Evidently. At one point in the oral history interview, I paused for breath following a rambling recollection of perhaps ten minutes' duration, all of it spent detailing fake IDs, Mario's Pizza, the family room at Steinert's, 4-for-1 Thursday nights at the Troubadour -- though omitting the famous case of Wiedemann smuggled into (and out of) the fraternity office via a trumpet case during the campus chemical cloud lockdown -- suddenly aware of my inability to remember anything substantive about any of my classes.

Or what happened to the trumpet.

1981.

I'm exaggerating, but only because even with the widespread availability of dirt-cheap rotgut beer, I couldn't possibly afford to stay drunk my entire college career.

Look, I know there have been times in my life when I drank too much, and college was one of them. I'm neither proud nor apologetic about the daze back in those days. It just was. My grade point average was B-ish, and there wasn't going to be a lucrative tenure in nuclear physics or municipal economic development waiting for me. At times, maybe we all get what we need.

By the way, here's a link. It may even be relevant.

E = mc^2 … and make mine a pint while you’re there, by Tim Adams (The Guardian)

A Cambridge professor forgets that a glass or two can expand the mind with amazing results

Some university professors have always made it their mission to keep their students out of the pub. Professor Eugene Terentjev, head of science at Queens’ College, Cambridge, last week provided a spectacular example of this impulse, in a note sent to his new intake of undergraduates who, he had observed, like a drink.

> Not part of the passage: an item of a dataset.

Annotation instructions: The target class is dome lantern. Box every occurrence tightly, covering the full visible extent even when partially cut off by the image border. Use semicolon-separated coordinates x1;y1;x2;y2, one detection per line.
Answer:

Professor Terentjev’s letter ran as follows: “Please be careful how you handle yourselves here; remember you are NOT at any other uni, where students do drink a lot and do have what they regard as a ‘good time’ – and you are NOT on a course, as some Cambridge courses sadly are, where such a behaviour pattern is possible or acceptable. Physical sciences is a VERY hard subject, which will require ALL of your attention and your FULL brain capacity (and for a large fraction of you even that will not be quite enough)… People who just TAKE the course, but enjoy their social life, can easily survive in many subjects, but not in this one…”

Because: your damned brain. Skipping ahead, it's delightful to learn that contemporary studies provide support for the notion of working a bit, then relaxing with the gang at a clean, well-lighted place.

Another apparent misconception in the professor’s remarks – that any kind of enjoyable social life would make it impossible to survive his course – sounded even more wrongheaded. We live in a country high in European league tables for working hours, and low in terms of productivity. Those habits are often ingrained in an education and exam culture that prioritises grind over balance. Bertrand Russell’s famous contention that human brains are capable of no more than four hours a day of serious concentration, and that the rest is best spent idling, is borne out in much of the recent science.

Recent studies of work suggest that all productivity declines sharply after 50 hours a week and that the most productive brains need about 20 minutes of inactivity for every useful hour. Crucially, the longitudinal studies show that the single key component of an engaged and productive life is the ability to forge and maintain strong friendship groups. Everything else flows from that.

Perhaps college taught me lots about pub culture, even if I didn't connect all the dots at the time.